Ajax to Enhance, Not to Function
Always Let the User Know What's Going On
There's nothing worse than clicking something and seeing nothing happen for two seconds. Users are used to click and go, or at least click and watch the progress bar move. Remember that Ajax is a relatively new technology — if the user sees nothing happen, they believe your website is broken. I suggest using an unobtrusive message that fades in and out gracefully.

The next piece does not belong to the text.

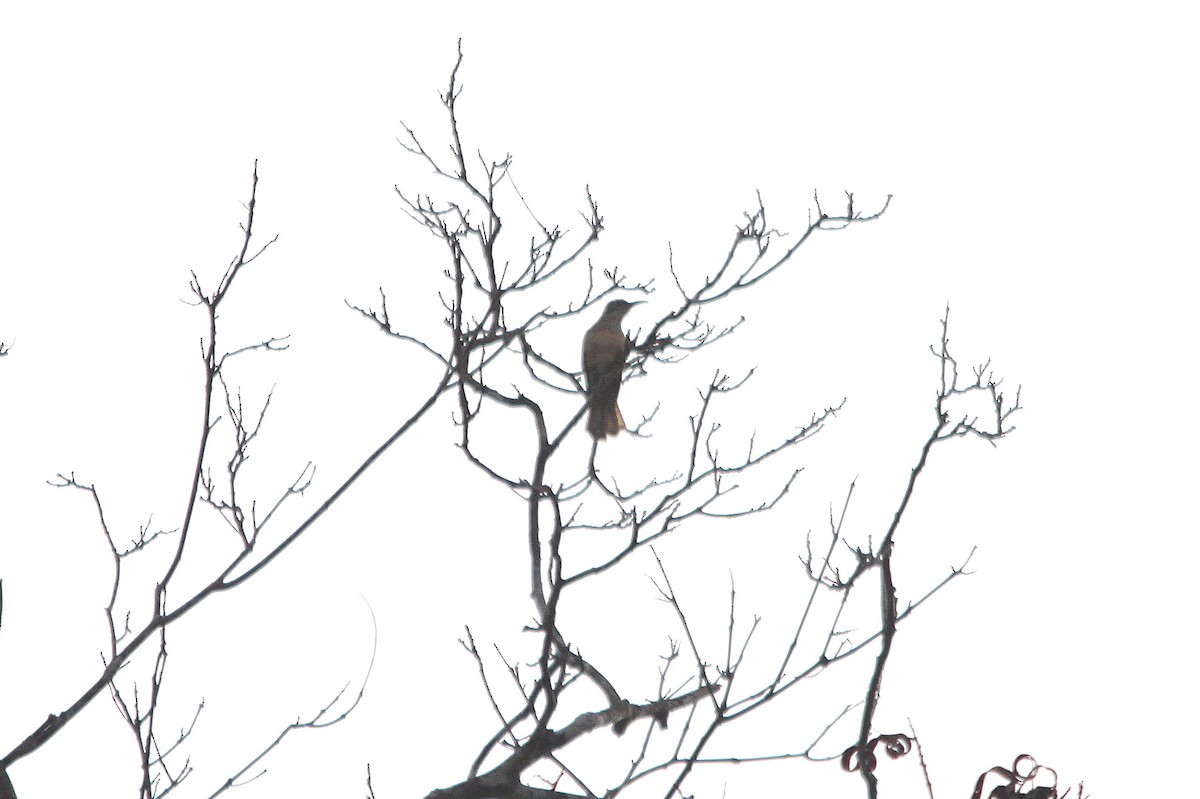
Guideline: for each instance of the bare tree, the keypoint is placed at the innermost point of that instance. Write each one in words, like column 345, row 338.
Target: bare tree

You Did It With Ajax? Cool! Who Cares?
Face it — For most websites, 90+ percent of users don't know what Ajax is or why it's cool. I appreciate a good Ajax script, but does anyone else? Likely not. Unless you have a website geared towards Web Professionals, do your users a favor and hide your "Made Using Ajax" message. I don't care what voodoo magic you use as long as the website functions.
Ajax at the End
Delivering the web project is the number one goal, so add your Ajax functionality toward the end of the project or after the website is done. Sure, Ajax can save a page refresh, but users are used to the old-fashioned way, waiting or not. I can't imagine your customer being satisfied with "It's not done, but look at how this box gets updated without the page being refreshed!" I'll take a working, old-fashioned (actually, standard is probably a better word) website with the promise of Ajax later over a late project any day.
The Security Rules Still Apply
The URL of your Ajax may be hidden in your code so that most users don't see it, but I bet you I can find it. If it can be found, it can be exploited. Don't assume that because you made your web form or page code bulletproof that a user can't manipulate your script. Make sure to scrub the GET and POST variables before doing any Ajax script processing.